日本民族の現在地
今日、我々日本民族は未曾有の危機に直面しています。それは単なる社会情勢の不安定さではなく、人間が本来持っているはずの「生きる力」そのものの減衰です。現代社会を取り巻く公害物質、溢れかえる食品添加物、そして目に見えぬ電磁波の不協和音。これらの過酷な環境悪化により、我々の生命力は根底から蝕まれ、弱まり続けています。今、我々がなすべきことは、この文明の混迷に左右されない、生命の根源的な力を取り戻すことに他なりません。
古来より継承される
「肚」の力
生命の躍動を支える真の土台は「肚」にあります。肚の力とは、頭でもない、心でもない、人間の原初の力なのです。古来、植物も動物も、そして人間も、目に見えない「菌」の働きによってその命が養われてきました。人間が真に生きるための食事の根本は、外部から何かを補うことではなく、腸内細菌を中心とした自らの内に宿る「固有菌」を賦活させることにあります。先祖代々、数千年の歴史を経て受け継がれてきた自分自身の菌こそが、人間燃焼の鍵を握っているのです。
肚づくりのための
「菌酵素食品」
日本民族の力を立ち上げるには何が必要か。執行草舟が長年の菌学研究を経て辿り着いた結論、それが「菌酵素食品」による肚づくりという方法でした。自らの菌の「エサ」となる良質な菌酵素を摂り入れることで、内部から自己を変革し、健全な肉体を再構築する。肚を養うことによって、ほんとうに生き、正しく死ぬことができる人間を創る。我々は、混迷の世を突き抜けて人間が真に生きるための方法として、菌酵素食品による「肚づくり」の道をひらき、歩みつづけます。
最先端にして、
工業精神の本来を守る
我々が守り続けているのは、資本主義の原点であり、人間のこころが宿る「マニュファクチュア(工場制手工業)」の精神です。バイオテックの製品づくりには、利潤と効率のみを追い求める近代工業論は存在しません。
最新鋭の機械設備を駆使しながらも、工程の肝となる菌の植え付けや育成、そして梱包を含めた最終製品化のプロセスは熟練の社員による手作業で行われます。機械による「精密」さと、製品を新しい命として仕上げる「情熱」をそれぞれに融合させることで、人間の生命の糧となる食品を完成させているのです。
そして、本社工場は、神奈川県川崎市がこれからの産業をリードし、将来の発展が最も期待される研究開発機構を集積した創造発信都市「かわさきマイコンシティ」の一員として運営されています。その土地は、関東平野最古の縄文遺跡が眠る歴史的な場所でもあるのです。産業の最先端を担いながらも、資本主義の原型を守る精神が、バイオテックのDNAには刻まれています。
ただ独りで、
つくりつづける
バイオテックが世に届ける食品はすべて、自社による完全一貫生産体制によって製造されています。菌を育て、培養し、抽出し、製品にする。その全工程を自社の工場で担っています。
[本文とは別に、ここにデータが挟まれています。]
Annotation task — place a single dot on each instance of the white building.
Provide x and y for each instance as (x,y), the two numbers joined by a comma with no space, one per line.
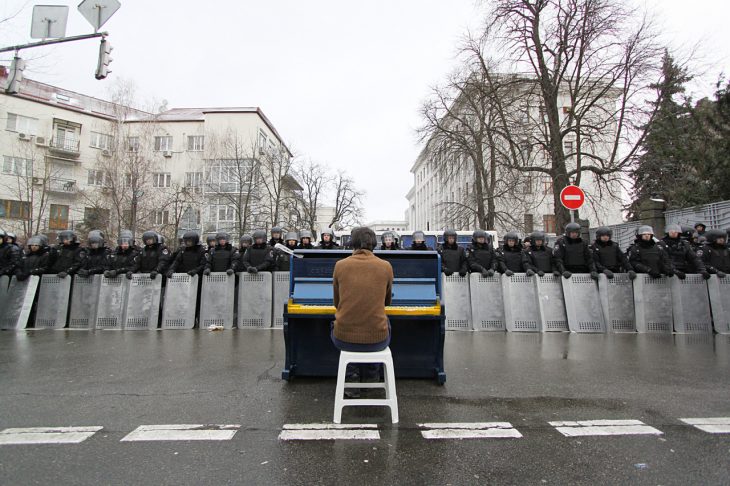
(71,161)
(439,201)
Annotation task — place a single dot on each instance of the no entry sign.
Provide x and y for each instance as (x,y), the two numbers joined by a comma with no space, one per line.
(572,197)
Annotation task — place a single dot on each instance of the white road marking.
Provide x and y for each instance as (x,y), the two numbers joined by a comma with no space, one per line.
(47,435)
(329,432)
(712,425)
(181,432)
(604,427)
(466,430)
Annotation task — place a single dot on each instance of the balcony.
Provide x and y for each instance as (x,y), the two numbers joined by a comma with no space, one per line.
(68,147)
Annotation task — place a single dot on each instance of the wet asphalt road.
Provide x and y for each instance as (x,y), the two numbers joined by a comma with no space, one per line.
(121,380)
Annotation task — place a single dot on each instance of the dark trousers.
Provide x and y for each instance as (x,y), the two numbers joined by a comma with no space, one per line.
(363,371)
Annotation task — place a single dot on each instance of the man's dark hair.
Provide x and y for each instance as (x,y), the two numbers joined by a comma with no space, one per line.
(363,238)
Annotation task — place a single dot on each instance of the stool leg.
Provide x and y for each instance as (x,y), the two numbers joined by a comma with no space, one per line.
(340,390)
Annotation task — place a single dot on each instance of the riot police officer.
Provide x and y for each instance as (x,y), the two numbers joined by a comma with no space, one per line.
(509,257)
(684,258)
(648,257)
(281,258)
(35,261)
(66,258)
(538,257)
(419,242)
(191,259)
(259,257)
(96,256)
(154,257)
(715,254)
(453,257)
(481,256)
(123,259)
(223,257)
(572,254)
(10,255)
(277,236)
(607,255)
(327,240)
(305,240)
(388,241)
(243,244)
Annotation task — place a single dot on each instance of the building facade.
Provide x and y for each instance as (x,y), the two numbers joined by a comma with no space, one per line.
(71,161)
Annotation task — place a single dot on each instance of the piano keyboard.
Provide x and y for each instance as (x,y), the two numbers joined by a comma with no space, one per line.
(391,310)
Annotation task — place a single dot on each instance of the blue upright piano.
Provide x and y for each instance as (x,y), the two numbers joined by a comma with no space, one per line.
(416,315)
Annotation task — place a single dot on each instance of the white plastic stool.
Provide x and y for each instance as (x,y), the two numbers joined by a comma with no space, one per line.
(378,357)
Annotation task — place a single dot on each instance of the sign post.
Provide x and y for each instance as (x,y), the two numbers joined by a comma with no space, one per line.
(573,198)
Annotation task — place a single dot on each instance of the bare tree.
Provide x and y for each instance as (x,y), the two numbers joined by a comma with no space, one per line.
(347,201)
(593,62)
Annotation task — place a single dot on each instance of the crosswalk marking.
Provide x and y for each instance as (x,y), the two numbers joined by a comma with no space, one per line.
(181,432)
(329,432)
(473,430)
(604,427)
(47,435)
(711,425)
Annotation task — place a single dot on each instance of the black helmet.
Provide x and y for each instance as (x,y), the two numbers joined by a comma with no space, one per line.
(35,240)
(571,227)
(67,235)
(191,236)
(151,235)
(713,235)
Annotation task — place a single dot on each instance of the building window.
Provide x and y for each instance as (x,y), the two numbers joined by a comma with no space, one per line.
(161,179)
(21,124)
(17,166)
(162,217)
(14,209)
(548,222)
(196,143)
(58,217)
(95,177)
(163,144)
(132,144)
(101,141)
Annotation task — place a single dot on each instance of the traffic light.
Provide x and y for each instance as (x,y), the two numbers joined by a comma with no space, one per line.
(15,76)
(105,49)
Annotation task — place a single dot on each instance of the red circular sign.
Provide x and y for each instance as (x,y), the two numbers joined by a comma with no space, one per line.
(572,197)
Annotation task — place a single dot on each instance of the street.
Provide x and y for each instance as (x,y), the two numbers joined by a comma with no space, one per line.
(116,382)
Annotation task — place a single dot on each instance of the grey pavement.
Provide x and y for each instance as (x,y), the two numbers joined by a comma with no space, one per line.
(121,380)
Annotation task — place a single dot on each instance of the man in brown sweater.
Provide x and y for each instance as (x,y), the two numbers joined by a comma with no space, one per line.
(362,286)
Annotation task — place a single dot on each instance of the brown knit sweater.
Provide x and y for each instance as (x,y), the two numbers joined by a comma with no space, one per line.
(362,285)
たゆまぬ研究姿勢によって、製品の品質を向上させる。ロットが変わるたびに、社長みずから口にして確かめる。同じ製品を、性能を落とさずにつくり続けるという、新しいものをつくるよりずっと難しいお題に、40年以上取り組んできました。
添加物に配慮し、自然の素材の力を最大限に引きだせるよう、一粒一粒に誠実を尽くすこと。年齢・性別・体質を問わず、小さいお子様からご年配の方まで、誰でも安心して長年に亘ってお飲みいただける食品をつくること。バイオテックは創業以来変わることなく、自然と生命に対する礼儀をもって製品をつくりつづけています。
芸術と仕事を、
生命と化す。
「芸術」と「仕事」は本来、人間という生命における一つのものです。絵画や彫刻から放たれる波動は空間を満たし、そこで生まれる製品の中に入っていく。これが「絶対負」の思想から導かれた確信であり、工場設計の根本です。
日本菌学研究所のエントランスホールには、一枚のブロンズ・レリーフが掲げられています。イタリアを代表する彫刻家ペリクレ・ファッツィーニが制作した〈ノアの箱舟からの出立〉(1932年)です。大洪水を逃れたノアとその家族が、希望に満ちて地上へ踏み出す瞬間を描いた本作品もまた、製造の一部であり、製品に刻まれたエネルギーの源なのです。
あらゆる難事の果てに、新たな生命が始まります。すべての製造工程を通り抜けた製品の一粒一粒は、工場という箱舟を出発して、皆様の元に運ばれていく命なのです。